Are you unsettled in your journey? Need clarity and wisdom to the nature of the events around you? Then ask sincerely, believing completely, without any back and forth internally. If there is internal wavering, where is the double mindedness? Most often it’s our selfish nature struggling with the divine.

Unworthy Servant?


Luke 17:7-10 New International Version (NIV)

“Suppose one of you has a servant plowing or looking after the sheep. Will he say to the servant when he comes in from the field, ‘Come along now and sit down to eat’? Won’t he rather say, ‘Prepare my supper, get yourself ready and wait on me while I eat and drink; after that you may eat and drink’? Will he thank the servant because he did what he was told to do? So you also, when you have done everything you were told to do, should say, ‘We are unworthy servants; we have only done our duty.’”

This isn’t a heartwarming promise of gratitude. In fact, it’s quite the opposite. Jesus, talking to his disciples, has some lessons for us to heed.

The story is that of a servant, and by servant I mean someone bound to another.
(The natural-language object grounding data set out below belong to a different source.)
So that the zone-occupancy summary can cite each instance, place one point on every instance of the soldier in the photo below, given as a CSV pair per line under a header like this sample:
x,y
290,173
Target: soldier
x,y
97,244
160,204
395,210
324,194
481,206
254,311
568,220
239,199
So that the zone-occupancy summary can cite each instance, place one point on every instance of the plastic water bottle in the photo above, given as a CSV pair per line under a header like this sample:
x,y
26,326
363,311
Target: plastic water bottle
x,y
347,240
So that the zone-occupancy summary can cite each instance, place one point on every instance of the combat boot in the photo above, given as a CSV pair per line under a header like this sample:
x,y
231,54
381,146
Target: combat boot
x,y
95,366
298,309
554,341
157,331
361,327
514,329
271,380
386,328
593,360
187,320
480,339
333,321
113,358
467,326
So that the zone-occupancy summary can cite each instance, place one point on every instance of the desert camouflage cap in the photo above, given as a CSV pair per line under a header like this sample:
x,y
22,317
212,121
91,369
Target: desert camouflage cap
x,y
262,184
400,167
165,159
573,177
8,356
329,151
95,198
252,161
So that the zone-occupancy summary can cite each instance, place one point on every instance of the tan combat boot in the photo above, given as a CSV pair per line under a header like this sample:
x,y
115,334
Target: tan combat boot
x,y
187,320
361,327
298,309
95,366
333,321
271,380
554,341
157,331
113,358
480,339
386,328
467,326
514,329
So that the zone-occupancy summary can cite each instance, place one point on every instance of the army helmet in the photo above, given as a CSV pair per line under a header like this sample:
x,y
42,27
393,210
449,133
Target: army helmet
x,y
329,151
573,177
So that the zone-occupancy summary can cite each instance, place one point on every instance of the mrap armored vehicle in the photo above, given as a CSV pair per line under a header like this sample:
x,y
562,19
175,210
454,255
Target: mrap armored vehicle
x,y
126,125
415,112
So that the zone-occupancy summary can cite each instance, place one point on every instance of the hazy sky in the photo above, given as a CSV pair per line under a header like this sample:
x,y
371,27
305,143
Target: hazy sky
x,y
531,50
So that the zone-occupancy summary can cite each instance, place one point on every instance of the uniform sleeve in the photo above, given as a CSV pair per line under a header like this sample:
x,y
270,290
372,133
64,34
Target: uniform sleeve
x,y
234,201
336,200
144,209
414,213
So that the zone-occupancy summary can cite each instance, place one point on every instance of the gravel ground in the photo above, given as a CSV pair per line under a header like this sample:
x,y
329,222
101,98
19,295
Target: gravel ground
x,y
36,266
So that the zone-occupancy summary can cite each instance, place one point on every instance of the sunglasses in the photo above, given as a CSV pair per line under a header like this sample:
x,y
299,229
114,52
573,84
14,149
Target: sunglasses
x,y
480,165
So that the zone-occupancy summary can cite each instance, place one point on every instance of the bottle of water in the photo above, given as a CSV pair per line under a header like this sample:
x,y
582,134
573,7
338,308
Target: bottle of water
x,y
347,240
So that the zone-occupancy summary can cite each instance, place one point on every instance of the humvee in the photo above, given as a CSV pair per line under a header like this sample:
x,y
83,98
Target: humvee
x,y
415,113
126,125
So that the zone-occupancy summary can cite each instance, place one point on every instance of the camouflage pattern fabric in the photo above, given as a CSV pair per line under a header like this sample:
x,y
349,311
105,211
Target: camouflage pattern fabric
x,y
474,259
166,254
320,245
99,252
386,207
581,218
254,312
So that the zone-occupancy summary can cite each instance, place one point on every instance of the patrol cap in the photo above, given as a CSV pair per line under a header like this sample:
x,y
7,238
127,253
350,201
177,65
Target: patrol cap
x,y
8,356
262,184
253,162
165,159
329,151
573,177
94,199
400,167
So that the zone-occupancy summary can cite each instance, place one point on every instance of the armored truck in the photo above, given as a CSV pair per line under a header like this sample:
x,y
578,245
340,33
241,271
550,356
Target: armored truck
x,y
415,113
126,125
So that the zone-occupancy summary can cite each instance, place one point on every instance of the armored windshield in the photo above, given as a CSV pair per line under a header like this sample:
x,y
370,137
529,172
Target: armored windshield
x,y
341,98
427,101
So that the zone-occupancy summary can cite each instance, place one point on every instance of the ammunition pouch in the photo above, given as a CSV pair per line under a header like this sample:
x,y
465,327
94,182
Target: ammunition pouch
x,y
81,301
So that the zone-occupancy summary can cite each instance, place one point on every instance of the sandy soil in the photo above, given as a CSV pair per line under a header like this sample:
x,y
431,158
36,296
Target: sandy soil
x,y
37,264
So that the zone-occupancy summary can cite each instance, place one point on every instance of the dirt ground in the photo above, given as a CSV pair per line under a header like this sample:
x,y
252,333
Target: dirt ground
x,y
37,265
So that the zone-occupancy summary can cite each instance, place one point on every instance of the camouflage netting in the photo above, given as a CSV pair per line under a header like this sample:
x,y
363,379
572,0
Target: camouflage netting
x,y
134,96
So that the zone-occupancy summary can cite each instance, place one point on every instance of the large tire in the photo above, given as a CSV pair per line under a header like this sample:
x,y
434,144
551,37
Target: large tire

Metaphorically this is someone who has given himself up wholly to another’s will. The servant does something ordered or prescribed and basically Jesus says not to expect that these actions suddenly change the nature of the relationship. The teachable point is to us, Jesus actually says, “So you”… that means me and you, we should say to ourselves “we are unworthy”.

The Greek for the word unworthy is achreios which also means unprofitable, useless and unneeded. Another humility reminder. We live in a society that tells us we are special so often, that I think at times this is our approach to God. It’s a hard to remember that actually, we are not needed. There’s a great quote by CS Lewis that speaks to this, “He who needs nothing, chose to need us, because we need to be needed”.

The next truth in this passage reminds us of our relationship to God. 1 Corinthians 7:22 says it well, “..likewise also he that is called, being free, is Christ’s servant”.  When we turn over our lives to Christ, we are essentially becoming bound, a bond-servant, to him. As such, this passage reminds us there are things expected for us to do.  These expectations aren’t done to earn affection, or improve status, but are merely our duty.

Here comes the great paradox of Christ. Though we are meant to be slaves unto him, shifting our will to his will, astonishingly he molds that bond into that of adoption. Galatians 4:7 specifically says, “So you are no longer a slave, but God’s child; and since you are his child, God has made you also an heir.”

Paradoxes are confusing! I think the message from Christ is this: We are unneeded slaves who should do good things not to earn his love or improve our status. Reading the Bible, going to church, serving our neighbors, this is expected. If we do those things to get a seat at his table we are missing the point.  The secret is, though unworthy bond-servants, we are already at his table, adopted as heirs, welcome to his riches because of love and not from doing our duties.

Time to check my actions. Why do I do what I do? Am I expecting thanks? Am I expecting blessings? Do I think this will move me closer to God? And can I really identify with being unworthy? Until I recognize I am not needed, I won’t grasp how profound it is that God has actually chosen to need me.